On the sum of two affine Cantor sets

TL;DR

This paper investigates the geometric and measure-theoretic properties of sums of affine Cantor sets, revealing their dimension equality, measure finiteness, and typical structural forms under various conditions.

Contribution

It establishes the equality of box and Hausdorff dimensions for sums of affine Cantor sets, characterizes measure properties for almost all pairs, and classifies generic sum structures.

Findings

Sum sets have equal box and Hausdorff dimensions.

For most pairs with sum of dimensions ≤ 1, certain sum sets have zero Hausdorff measure.

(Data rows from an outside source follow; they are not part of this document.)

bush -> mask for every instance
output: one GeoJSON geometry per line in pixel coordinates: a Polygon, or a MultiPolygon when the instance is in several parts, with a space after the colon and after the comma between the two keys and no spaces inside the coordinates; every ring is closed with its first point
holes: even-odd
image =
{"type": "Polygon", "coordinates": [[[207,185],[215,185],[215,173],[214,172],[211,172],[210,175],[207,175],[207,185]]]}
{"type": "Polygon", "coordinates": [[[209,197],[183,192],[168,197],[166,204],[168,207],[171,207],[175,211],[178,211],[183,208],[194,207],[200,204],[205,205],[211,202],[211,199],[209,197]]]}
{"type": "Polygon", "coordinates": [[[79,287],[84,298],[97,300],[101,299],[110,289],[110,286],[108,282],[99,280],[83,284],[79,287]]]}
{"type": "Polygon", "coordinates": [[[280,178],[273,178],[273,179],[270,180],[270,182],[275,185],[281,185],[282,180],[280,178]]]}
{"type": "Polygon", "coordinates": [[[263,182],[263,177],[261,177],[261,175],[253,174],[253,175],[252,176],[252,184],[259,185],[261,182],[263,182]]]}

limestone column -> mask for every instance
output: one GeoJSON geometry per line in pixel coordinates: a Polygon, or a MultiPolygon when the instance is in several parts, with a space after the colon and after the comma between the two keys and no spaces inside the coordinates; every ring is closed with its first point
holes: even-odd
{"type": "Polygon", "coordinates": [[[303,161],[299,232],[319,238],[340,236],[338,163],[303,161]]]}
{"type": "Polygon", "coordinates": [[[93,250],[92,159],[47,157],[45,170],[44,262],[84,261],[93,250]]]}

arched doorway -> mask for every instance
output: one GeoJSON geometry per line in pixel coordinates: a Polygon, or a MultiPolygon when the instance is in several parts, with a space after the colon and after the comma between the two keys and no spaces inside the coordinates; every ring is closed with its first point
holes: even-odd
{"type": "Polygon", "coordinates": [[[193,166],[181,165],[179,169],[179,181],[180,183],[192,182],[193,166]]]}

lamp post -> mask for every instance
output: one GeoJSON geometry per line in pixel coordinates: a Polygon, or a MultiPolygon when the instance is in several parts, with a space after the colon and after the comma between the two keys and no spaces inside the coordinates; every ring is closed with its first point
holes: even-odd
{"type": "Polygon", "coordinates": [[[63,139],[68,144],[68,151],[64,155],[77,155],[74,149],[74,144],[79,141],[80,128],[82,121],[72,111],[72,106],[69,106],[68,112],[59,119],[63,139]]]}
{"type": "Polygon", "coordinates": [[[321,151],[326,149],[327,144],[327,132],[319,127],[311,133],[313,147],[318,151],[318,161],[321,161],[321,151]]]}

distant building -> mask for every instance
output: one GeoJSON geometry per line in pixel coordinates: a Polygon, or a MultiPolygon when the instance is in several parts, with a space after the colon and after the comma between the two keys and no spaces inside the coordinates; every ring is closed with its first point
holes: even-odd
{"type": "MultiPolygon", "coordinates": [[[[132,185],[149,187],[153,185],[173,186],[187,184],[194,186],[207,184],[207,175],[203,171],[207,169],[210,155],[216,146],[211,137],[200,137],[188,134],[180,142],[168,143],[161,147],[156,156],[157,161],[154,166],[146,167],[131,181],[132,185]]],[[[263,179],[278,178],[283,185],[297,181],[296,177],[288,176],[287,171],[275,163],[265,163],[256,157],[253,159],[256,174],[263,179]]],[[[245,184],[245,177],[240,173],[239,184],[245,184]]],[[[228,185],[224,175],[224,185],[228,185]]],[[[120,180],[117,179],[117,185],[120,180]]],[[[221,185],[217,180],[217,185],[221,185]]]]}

Five generic structures are identified for sums of affine Cantor sets with two increasing maps.

Abstract

Suppose that $K$ and $ K'$ are two affine Cantor sets. It is shown that the sum set $K+K'$ has equal box and Hausdorff dimensions and in this number named $s$, $H^s(K+K')<\infty$. Moreover, for almost every pair $(K,K')$ satisfying $HD(K)+HD(K')\leq 1$, there is a dense subset $D\subset \mathbb R$ such that $H^s(K+\lambda K')=0$, for all $\lambda\in D$. It also is shown that in the context of affine Cantor sets with two increasing maps, there are generically (topological and almost everywhere) five possible structures for their sum: a Cantor set, an L, R, M-Cantorval or a finite union of closed intervals.